Zikir denilen kelime tekrarları, holografik esasa göre varlığında mevcut olan evrensel özellikleri -Allâh isimlerinin mânâlarını- beyin kapasitesini artırmak suretiyle sana fark ettirir. Beyin kapasitesini ve enerjisini artırır. Mesela; Allâh’ın irade sıfatının adı olan “Müriyd” isminin belli bir sayıda tekrarı, kişinin irade kuvvetini artırır. “Kuddûs” isminin, “Müriyd” ismi ile birlikte tekrarı; kişinin her türlü kötü alışkanlıklardan arınması sonucunu doğurur. Sert mizaçlı, insanları kıran, taşkın, kontrol problemleri olan sinirli kişiler, “Haliym” ismini tekrarlamaları sonucu, kısa zamanda hoşgörülü hâle gelirler.
Bunlar hep, beynin bu frekanslarda, beyin hücrelerini programlamasıyla gerçekleşir. Bu olay, bilimsel olarak yeni ispatlanmış ve Scientific American adlı ünlü Amerikan bilim dergisinin 1993 Aralık sayısında John Morgan imzasıyla yayınlanmıştır.
Beyinde kapasite genişledikçe, kişi, açığa çıkan özelliklerinin hakikati olan Allâh’ı daha iyi fark edip tanımaya başlar.
Allâh; ötede bir tanrı değil, evren ve içindeki her şeyi kendi varlığıyla, ilmiyle, ilminde, “yok” iken “var” kılan, yüce varlığın adıdır. Holografik esasa göre, her zerrede tümüyle, -tasavvufa göre, zâtıyla, sıfatıyla, isimleriyle- mevcuttur.
Biz, bu yolda yapacağımız çalışmalarla ne ölçüde beyin kapasitemizi geliştirirsek, o kadar Allâh’ı varlığımızda bulur, O’na erer, O’nu fark ederiz.
Evrende sayısız dalga boyları katmanlarında, sayısız bilinç türleri vardır. Dünyamızda bu alt katmanda yaşayan canlı türlerinin bir kısmına da, dinde “Cin” adı verilmiştir.

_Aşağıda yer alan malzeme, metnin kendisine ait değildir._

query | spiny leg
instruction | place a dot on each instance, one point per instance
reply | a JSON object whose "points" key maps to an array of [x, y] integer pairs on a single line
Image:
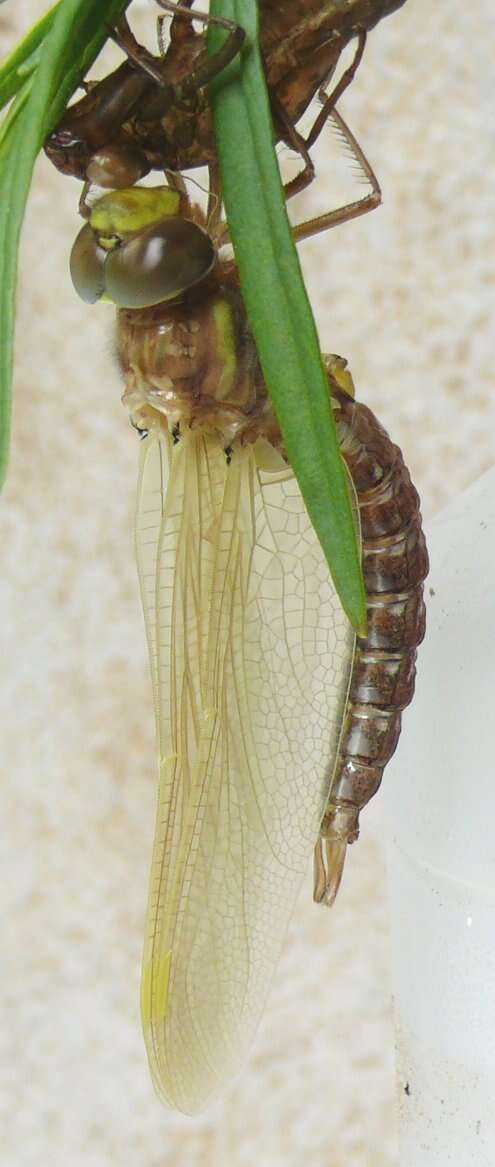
{"points": [[330, 99], [302, 145], [350, 210]]}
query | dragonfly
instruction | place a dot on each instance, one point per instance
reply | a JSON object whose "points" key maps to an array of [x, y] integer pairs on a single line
{"points": [[153, 112], [273, 722]]}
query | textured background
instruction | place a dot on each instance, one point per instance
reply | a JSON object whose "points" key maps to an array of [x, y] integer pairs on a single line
{"points": [[408, 295]]}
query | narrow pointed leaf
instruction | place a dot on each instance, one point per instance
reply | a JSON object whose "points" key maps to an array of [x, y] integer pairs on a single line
{"points": [[277, 302], [77, 33]]}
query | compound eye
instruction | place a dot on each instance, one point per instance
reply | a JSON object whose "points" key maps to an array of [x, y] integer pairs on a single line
{"points": [[117, 166], [88, 265], [158, 264]]}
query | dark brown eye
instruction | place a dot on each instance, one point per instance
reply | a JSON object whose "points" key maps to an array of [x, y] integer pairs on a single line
{"points": [[88, 266], [116, 167], [159, 264]]}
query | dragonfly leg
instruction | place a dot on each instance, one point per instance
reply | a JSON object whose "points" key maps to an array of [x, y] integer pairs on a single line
{"points": [[217, 229], [350, 210], [292, 137], [180, 27], [302, 145], [209, 65], [138, 55], [330, 99]]}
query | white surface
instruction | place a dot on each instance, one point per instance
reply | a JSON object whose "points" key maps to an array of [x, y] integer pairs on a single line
{"points": [[440, 811], [408, 295]]}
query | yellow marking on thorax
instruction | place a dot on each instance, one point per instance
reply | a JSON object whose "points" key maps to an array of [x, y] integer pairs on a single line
{"points": [[225, 339], [121, 212]]}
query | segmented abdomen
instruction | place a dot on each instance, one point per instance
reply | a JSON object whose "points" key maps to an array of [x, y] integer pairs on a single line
{"points": [[395, 565]]}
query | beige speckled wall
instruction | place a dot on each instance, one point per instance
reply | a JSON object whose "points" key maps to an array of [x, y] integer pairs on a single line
{"points": [[408, 294]]}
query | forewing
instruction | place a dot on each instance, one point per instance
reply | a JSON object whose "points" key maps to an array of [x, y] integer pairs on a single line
{"points": [[251, 656]]}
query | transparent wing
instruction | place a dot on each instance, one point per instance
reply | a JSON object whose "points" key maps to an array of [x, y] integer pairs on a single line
{"points": [[251, 656]]}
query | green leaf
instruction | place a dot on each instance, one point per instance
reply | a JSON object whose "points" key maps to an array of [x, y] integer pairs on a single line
{"points": [[78, 30], [277, 302], [25, 57]]}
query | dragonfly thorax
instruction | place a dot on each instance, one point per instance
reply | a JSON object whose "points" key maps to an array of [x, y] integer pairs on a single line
{"points": [[195, 363]]}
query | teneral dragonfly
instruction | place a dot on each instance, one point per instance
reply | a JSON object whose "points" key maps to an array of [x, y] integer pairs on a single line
{"points": [[153, 112], [271, 720]]}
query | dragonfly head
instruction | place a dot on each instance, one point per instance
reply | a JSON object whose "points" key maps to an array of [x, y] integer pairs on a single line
{"points": [[139, 249]]}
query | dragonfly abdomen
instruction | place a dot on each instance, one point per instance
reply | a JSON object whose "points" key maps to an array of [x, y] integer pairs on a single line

Bunlar kendilerini, iletişim kurdukları insanlara, geçmişte yaşamış insanların veya evliyaların ruhları, ya da uzaylılar olarak tanıtıp, onları aldatmaktadırlar.
Bunların en büyük hilesi de İslâm dışı, Hint anlayışı olan reenkarnasyonu, kendilerine tâbi olanlara kabul ettirmeleridir. Bütün amaçları, insanların ölüm ötesi ışınsal yaşam boyutuna, güçsüz, “ruh” denilen bir tür ışınsal bedenlerle geçmelerini sağlamaktır ki, böylelikle onları o boyutta da esir alabilsinler. Bunun için de cinler, Kur’ân öğretisinden uzaklaştırıcı bilgilerle insanları şartlandırırlar...
Büyücülük ve cincilik, tümüyle İslâm dışı bir olgudur!.. Kur’ân bunu reddeder.
İslâm Dini’nde ilk ana prensip, Rasûlullâh tarafından şöyle konulmuştur:
“Sevdiriniz, nefret ettirmeyiniz; kolaylaştırınız, zorlaştırmayınız!”...
İslâm Dini’nin en büyük düşmanları, dinden görünüp, şartları olabildiğince zorlaştırarak, insanları İslâm’dan, Allâh ve Rasûlünden uzaklaştıranlardır. Bunlar, ölüm ötesinde, Rasûlullâh’ın değil yüzüne bakmak, yanına yaklaşamayacaklardır.
Tamamıyla bilimsel gerçekler üzerine bina olunmuş İslâm, geldiği zamandaki şartlar nedeni ile pek çok konuda “mecaz”, benzetme yollu sembollerle anlatılmak zorunda kalındığı için, günümüzde, mantıksal bir temele oturtulamamakta ve bu yüzden de inkâra gidilmektedir. Oysa konu, ön yargısız ve bilimsel bir bakışla irdelenirse, görülecektir ki İslâm, bırakınız çağımızı, daha birkaç asır sonrasının bilimine dahi ışık tutacak gerçekleri ihtiva etmektedir.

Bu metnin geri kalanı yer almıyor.